5 Old Oaken Bucket, Sept. 29, 1849, 169.

Mr. Horn nevertheless derived some satisfaction from the presentation of an ironical minority report in which he delivered views diametrically opposed to those of the Yankee legislators, and since his views are doubtless representative of the German attitude they deserve to be quoted. The majority of the special committee, under the chairmanship of John B. Smith of Milwaukee-head of the Sons of Temperance of Wisconsin-reported in favor of the passage of the bill, which was generally known as the Smith bill. Mr. Horn facetiously asked permission to add a few points by way of "perfecting" the bill (which was sure to pass the senate) so that there might be no chance "for the miserable wretch who sells liquid poison to his fellow men of evading the law and to keep the tippler himself as harmless [blameless] as possible, adopting the principle that no man is responsible for his own acts; but the one [is responsible] who tempted him to commit crime and ruin himself, and your committee trusts that many a poor sinner may, by that doctrine, enter the Kingdom of Heaven, inasmuch as the Devil who tempted him is the only one to blame in the matter."
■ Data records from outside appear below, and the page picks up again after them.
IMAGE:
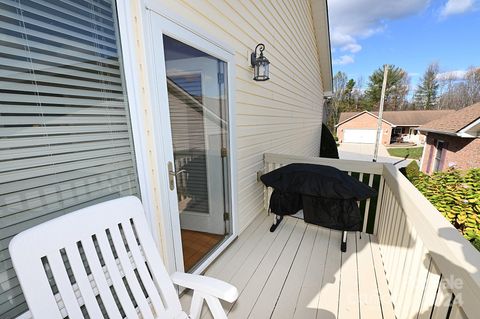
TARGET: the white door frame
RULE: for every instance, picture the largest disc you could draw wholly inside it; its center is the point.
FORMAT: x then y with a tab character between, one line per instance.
159	21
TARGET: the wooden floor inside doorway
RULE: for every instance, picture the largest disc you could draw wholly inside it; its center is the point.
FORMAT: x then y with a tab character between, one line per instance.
196	245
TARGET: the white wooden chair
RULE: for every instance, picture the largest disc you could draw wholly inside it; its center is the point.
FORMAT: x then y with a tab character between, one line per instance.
103	260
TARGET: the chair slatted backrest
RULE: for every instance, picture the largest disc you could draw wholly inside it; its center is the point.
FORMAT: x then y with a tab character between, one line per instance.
95	261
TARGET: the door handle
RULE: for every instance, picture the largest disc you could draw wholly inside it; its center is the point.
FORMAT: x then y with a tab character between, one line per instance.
172	174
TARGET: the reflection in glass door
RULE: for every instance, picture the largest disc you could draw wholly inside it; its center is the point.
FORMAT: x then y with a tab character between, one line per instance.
196	83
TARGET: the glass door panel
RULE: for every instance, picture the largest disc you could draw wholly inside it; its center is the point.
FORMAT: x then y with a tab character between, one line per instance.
198	117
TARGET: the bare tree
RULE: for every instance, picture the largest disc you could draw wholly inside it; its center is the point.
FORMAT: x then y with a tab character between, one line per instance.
458	93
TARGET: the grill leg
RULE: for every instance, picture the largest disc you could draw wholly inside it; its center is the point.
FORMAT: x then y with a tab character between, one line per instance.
343	246
276	221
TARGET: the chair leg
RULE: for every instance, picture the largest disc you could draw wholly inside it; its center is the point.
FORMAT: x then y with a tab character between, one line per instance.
196	305
215	307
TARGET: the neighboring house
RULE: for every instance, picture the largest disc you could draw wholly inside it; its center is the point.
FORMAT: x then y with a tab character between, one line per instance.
101	99
452	141
361	127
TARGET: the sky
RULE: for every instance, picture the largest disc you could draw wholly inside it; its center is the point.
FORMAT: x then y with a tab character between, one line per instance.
411	34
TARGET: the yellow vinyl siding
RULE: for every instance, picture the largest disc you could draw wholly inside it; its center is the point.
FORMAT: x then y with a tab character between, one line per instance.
281	115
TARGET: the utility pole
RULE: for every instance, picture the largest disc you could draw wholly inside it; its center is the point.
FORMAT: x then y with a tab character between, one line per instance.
380	112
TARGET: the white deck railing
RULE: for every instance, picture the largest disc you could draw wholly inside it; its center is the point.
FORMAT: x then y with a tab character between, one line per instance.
432	271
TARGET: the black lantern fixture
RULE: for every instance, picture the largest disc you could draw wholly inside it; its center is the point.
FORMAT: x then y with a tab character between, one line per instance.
259	64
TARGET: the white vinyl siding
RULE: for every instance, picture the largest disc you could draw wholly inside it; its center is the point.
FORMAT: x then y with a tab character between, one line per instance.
65	139
282	115
359	136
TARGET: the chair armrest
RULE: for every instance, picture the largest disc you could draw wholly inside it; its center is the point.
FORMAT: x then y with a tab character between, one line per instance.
207	285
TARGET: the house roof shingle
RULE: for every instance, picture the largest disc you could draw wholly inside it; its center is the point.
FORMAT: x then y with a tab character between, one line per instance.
403	118
454	122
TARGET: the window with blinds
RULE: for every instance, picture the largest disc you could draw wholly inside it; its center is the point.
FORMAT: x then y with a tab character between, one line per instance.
65	139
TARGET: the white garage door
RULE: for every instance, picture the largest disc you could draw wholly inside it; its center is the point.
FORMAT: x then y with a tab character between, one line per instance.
359	136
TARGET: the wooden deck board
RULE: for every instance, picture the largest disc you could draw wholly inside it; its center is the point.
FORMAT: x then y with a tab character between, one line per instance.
299	272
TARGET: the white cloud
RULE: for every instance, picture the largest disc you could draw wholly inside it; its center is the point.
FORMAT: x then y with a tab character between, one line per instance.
456	7
452	75
344	59
354	20
351	47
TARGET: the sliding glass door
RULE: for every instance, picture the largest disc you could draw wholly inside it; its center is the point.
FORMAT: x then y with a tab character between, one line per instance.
198	115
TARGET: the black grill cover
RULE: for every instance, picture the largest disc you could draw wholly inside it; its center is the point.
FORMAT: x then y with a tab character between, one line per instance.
327	195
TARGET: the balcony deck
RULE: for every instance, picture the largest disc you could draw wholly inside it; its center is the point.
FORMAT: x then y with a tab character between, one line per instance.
299	272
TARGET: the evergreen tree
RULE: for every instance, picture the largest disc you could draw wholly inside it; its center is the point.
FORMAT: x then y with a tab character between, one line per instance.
426	94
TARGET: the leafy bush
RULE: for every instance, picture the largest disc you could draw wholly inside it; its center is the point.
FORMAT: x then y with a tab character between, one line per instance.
457	196
412	171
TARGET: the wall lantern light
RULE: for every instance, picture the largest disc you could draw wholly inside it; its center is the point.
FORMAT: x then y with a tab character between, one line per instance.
259	64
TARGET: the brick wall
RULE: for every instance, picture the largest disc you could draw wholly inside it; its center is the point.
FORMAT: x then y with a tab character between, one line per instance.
463	153
365	121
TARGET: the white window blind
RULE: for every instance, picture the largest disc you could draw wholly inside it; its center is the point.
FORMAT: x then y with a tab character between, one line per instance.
65	139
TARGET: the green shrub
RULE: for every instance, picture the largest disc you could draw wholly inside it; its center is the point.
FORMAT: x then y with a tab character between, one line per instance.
412	171
457	196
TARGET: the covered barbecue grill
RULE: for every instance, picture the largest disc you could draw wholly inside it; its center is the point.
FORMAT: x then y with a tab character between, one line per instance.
327	196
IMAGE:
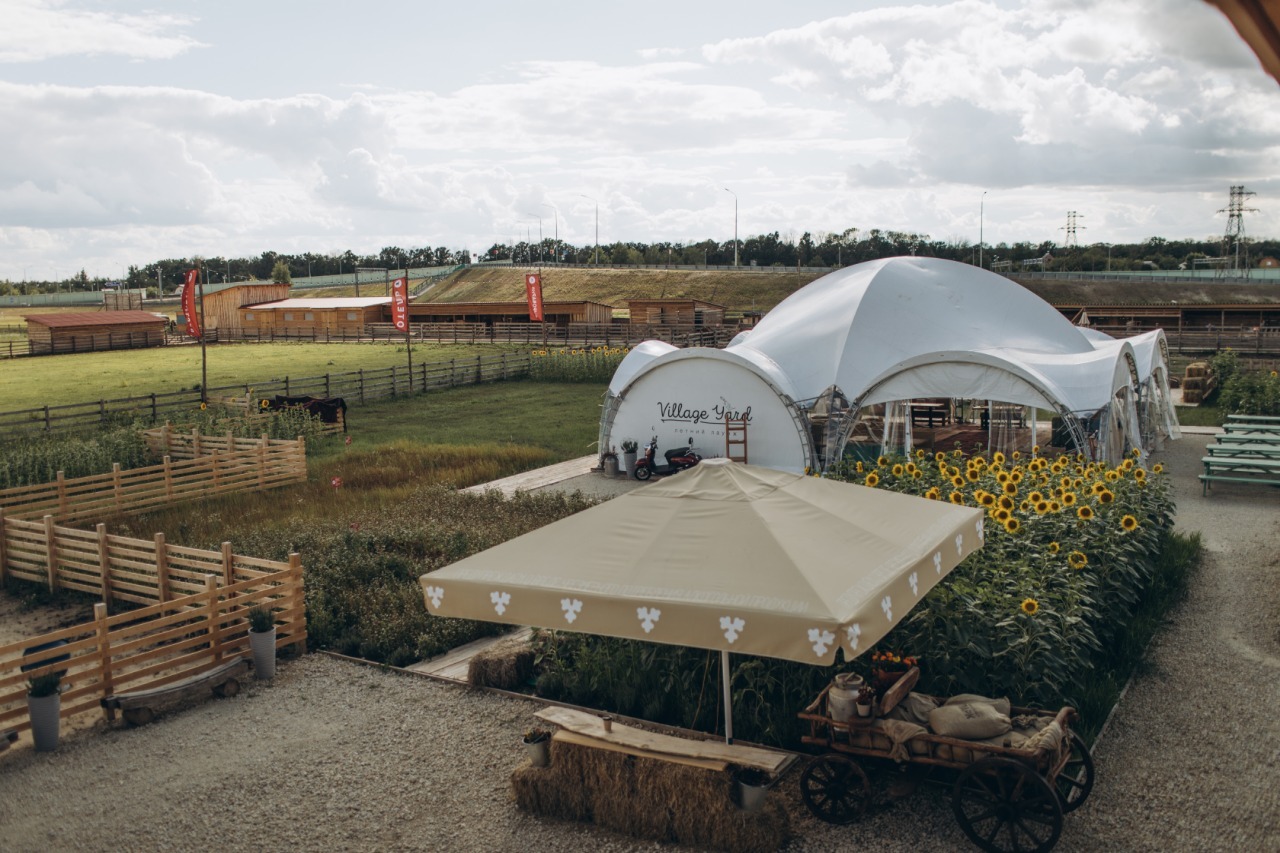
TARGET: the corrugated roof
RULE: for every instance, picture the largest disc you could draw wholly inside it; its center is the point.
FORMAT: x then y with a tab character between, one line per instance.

Then follow several "sections" of a pretended amended bill, the most pointed being the following: "Every and all persons who for the space of twenty-five years and upwards have been steady drinkers in every part of the globe, and by that means may have accomplished their ruin and poverty by degrees and who shall find their way into this state with but one sixpence in their pockets, if that sixpence is paid for liquor, the person so giving or selling the liquor to such person shall support all the orphans and the widow of the man who spent his last sixpence with him; and such liquor vendor shall not be allowed to prove that the ruin of such person has been accomplished years ago, and in other countries, but the words of the law 'justly attributable to such traffic' shall cover all cases of this kind."

Senate Journal, 1850. Proceedings for Jan. 21 and 22, 1850.